A Fault Tolerance Optimization Model of the China Railway Geographic Network Topological Structure

1School of Traffic and Transportation Engineering, Central South University, Changsha 410075, China
2Wuxi Railway Station, Shanghai Railway Bureau, Wuxi 214005, China

Received 17 July 2014; Revised 2 October 2014; Accepted 2 October 2014

Academic Editor: Wuhong Wang

Copyright © 2015 Fenling Feng et al. This is an open access article distributed under the Creative Commons Attribution License, which permits unrestricted use, distribution, and reproduction in any medium, provided the original work is properly cited.


With degree distribution characteristics of the China Railway geographic network, an optimization model from macro to micro is established on the relative entropy. Firstly, Poisson distribution of the China Railway geographic network is verified and fitted. Secondly, the “Twelfth Five-Year Plan” of the railway geographic network is chosen as an example on which a macro model is built. Finally, the “Twelfth Five-Year Plan” of Guangzhou Railway Group’s geographic network is chosen as the other example on which a micro model is built and our optimization scheme is proposed. Results reveal that, for improving the railway network fault tolerance, from the macroscopic aspect the “Twelfth Five-Year Plan” railway network should strengthen the railway agglomeration degree; then the microscopic optimization model is able to improve the fault tolerance effectively.

1. Introduction

Since the first railway was built in 1865, China Railway has kept developing. After the implementation of reform and opening up policy in 1980s, great progress was made on the railway network. On October 26, 2012, a huge and complex railway network was established. The Ministry of Railway of P.R.C (the (former) Ministry of Railways of China was dissolved in accordance with the decision by The 12th National People’s Congress in March 2013. Of its duties, development plan, safety, regulation, and inspection were taken up by State Railway Administration, a new department administrated by the Ministry of Transport of P.R.C. Construction and management were taken up by China Railway Corporation) website published “The 12th Five-year Railway Network Plan” and the “National Rapid Rail Network Plan,” both of which described the development direction of China Railway in the next five years. A railway network should be analyzed on its overall performance and its plan should be evaluated from an external index. The research on the railway network topology structure with statistical methods regards the railway network as a complicated system, which will support planning, constructing, and implementing the network with theoretical foundations. The fault tolerance research on complex network topology structure is an important and essential aspect in the field of complex system study. Therefore, the research on fault tolerance of the railway topology network is critical.

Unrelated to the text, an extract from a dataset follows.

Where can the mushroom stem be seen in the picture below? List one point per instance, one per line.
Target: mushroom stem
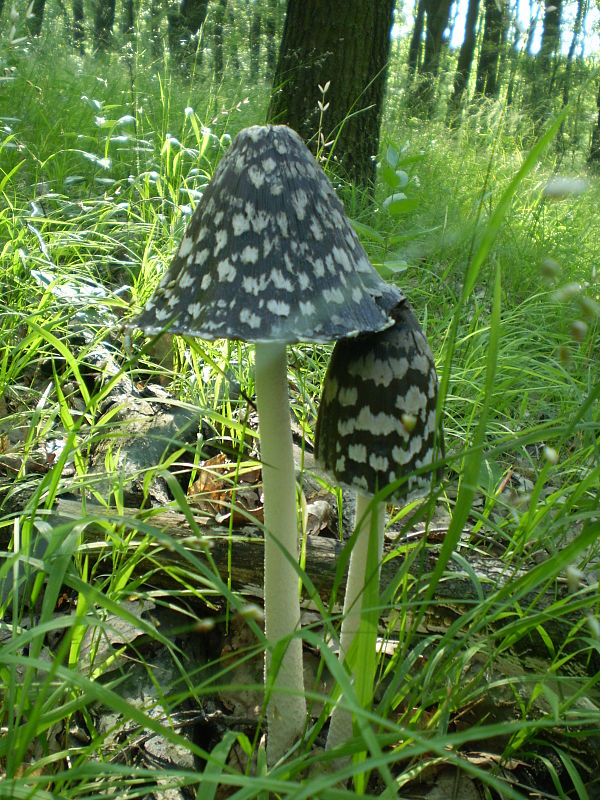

Many scholars researched the fault tolerance of complex networks. Albert et al. [1] first studied the robustness of random networks and scale-free networks under random failures and deliberate attacks. Broder et al. [2] discussed the robustness of Internet networks under random failures and deliberate attacks by researching on WWW networks. Cohen et al. [3, 4] discussed the robustness of Internet networks under random failures and malicious attacks based on percolation theory. Feng et al. [5] studied connection robustness and recovery robustness based on the connectivity and recovery ability of the network. Moreover, many scholars carried out researches on other networks, such as China’s railway interchange network [6], public transport networks [7], and complex military networks [8].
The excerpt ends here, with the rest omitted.